Monday, 23 February 2026

Undermining the hereditary principle

 

In 1900, there were around 160 monarchies in the world compared to a mere 43 today (and of those 43, 15 are reigned over by a single monarch, namely the King of England). Whilst there are rare instances of a republic reverting to a monarchy (such as Spain, post-Franco), the trend is overwhelmingly in the opposite direction. It isn’t so clear cut as a choice between heredity and democracy, though: Putin and Xi may not be hereditary monarchs, but that doesn’t mean that they can be removed through a popular vote.

Despite the UK being firmly in the minority in global terms, there are many who seem unable to conceive of the idea that the head of state should be an elected post rather than a hereditary one. In reality, the UK monarch isn’t fully hereditary either; in some ways, the monarch is more like an indirectly elected president, where heredity is the default rather than the sole basis for selection. There have been times, albeit infrequent, when parliament has changed the order of succession and/or decreed that certain people (Catholics for instance) may not ascend to the throne, no matter how strong the bloodline claim might be.

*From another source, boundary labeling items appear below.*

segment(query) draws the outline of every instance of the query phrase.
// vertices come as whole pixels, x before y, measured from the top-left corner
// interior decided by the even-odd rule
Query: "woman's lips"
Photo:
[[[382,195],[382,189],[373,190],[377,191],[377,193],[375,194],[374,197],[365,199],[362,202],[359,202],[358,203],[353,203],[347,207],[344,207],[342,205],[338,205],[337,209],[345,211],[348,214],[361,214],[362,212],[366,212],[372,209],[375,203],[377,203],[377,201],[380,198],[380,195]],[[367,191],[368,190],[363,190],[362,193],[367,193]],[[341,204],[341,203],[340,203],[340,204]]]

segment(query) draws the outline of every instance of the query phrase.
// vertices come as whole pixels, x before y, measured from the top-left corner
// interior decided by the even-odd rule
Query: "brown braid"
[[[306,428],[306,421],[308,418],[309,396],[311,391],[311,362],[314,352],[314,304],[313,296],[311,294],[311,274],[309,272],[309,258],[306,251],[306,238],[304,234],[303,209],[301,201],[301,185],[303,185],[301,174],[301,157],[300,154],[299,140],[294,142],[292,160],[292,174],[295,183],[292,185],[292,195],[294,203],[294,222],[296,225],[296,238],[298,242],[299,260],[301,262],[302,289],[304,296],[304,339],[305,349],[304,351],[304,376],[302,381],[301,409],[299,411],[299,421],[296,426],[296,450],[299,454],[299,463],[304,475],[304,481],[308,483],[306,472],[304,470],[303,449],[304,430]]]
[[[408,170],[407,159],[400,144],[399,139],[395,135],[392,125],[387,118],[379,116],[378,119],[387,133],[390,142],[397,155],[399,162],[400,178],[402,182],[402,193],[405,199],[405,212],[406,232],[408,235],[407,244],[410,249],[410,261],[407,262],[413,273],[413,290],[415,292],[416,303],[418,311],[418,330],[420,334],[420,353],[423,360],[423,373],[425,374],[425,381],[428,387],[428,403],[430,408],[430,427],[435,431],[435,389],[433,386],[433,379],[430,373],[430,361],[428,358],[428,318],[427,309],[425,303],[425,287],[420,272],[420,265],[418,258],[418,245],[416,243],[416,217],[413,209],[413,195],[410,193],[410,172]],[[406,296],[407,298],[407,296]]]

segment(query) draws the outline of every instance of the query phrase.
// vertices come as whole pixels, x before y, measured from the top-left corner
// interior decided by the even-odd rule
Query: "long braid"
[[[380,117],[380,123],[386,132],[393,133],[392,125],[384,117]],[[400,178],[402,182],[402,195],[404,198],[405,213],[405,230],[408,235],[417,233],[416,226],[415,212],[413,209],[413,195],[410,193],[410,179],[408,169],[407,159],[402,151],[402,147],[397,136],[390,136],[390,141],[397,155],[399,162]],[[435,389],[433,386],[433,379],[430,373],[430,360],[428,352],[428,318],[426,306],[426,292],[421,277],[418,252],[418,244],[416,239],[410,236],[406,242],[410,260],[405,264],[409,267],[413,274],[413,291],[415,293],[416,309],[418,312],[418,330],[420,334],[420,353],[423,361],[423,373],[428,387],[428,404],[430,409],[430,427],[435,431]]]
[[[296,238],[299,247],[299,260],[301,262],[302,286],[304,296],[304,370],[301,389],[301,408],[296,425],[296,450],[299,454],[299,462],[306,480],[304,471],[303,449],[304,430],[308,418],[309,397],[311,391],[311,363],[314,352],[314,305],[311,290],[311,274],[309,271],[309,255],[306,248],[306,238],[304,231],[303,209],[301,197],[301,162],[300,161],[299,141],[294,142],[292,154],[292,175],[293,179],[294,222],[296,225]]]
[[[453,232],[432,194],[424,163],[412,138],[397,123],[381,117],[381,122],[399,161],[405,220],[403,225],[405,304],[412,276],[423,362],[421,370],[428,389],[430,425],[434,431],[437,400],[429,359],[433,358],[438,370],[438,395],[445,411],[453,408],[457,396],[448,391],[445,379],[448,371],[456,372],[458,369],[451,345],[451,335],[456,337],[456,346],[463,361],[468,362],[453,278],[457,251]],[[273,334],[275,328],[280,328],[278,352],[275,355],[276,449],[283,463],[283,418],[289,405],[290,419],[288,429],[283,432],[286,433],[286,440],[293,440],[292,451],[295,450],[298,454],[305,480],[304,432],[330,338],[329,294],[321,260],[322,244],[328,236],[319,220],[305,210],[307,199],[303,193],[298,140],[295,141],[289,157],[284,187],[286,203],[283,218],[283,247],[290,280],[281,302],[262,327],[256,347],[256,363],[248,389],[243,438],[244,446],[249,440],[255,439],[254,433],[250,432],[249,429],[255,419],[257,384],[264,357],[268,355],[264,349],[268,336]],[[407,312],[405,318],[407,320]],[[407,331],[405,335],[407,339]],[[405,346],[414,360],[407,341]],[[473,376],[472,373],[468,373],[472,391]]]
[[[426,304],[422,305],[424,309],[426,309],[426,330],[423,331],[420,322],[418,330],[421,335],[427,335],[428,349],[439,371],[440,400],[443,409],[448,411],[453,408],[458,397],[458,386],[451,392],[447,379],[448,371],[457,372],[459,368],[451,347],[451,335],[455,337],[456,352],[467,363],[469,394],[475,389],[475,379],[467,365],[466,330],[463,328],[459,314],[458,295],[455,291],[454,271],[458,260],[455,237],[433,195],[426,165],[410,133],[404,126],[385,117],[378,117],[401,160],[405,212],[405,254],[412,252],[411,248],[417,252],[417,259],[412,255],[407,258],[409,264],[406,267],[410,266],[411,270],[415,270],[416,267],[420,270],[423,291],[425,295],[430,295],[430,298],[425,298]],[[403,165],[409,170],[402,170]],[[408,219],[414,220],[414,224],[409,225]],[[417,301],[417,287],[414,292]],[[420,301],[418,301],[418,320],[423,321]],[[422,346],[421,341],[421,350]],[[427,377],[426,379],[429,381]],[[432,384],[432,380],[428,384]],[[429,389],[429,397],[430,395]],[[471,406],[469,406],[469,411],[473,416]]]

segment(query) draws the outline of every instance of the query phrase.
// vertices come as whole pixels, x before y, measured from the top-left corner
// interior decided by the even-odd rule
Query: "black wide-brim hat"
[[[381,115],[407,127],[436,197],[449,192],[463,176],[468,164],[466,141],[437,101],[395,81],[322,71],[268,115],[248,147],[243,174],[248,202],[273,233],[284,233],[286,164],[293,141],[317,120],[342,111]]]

If parliament can remove the eighth in line from any chance of succession (which seems likely to happen shortly) then it can also remove the seventh, or the sixth – or even the first. Indeed, in 1701, parliament removed around 50 people from the line of succession at a stroke. Maybe parliament does not actually elect the monarch, but it can veto some candidates and/or redefine the candidate pool, and has done so on several occasions. For those who cling to the official notion that the monarch’s family was selected by God to rule over us (because, presumably, God identified something very special about one particular blood line), deleting people from the line is a power which can only be used sparingly if at all, since declaring that one of the family might not be so special after all somewhat underlines the alleged legitimacy of the whole process.

Perhaps, though, it also offers a glimpse of a gradualist approach to introducing a presidential system. After all, if parliament can shrink the pool of possible candidates, it can also expand that pool. Deciding that parliament should choose the next head of state (an approach followed by a number of other countries which indirectly elect their head of state) is a smaller change than outright abolition. And if there’s one certainty about constitutional change in England (and this is, ultimately, an issue for England mostly) it is that they will never make a large change if a smaller fudge is available.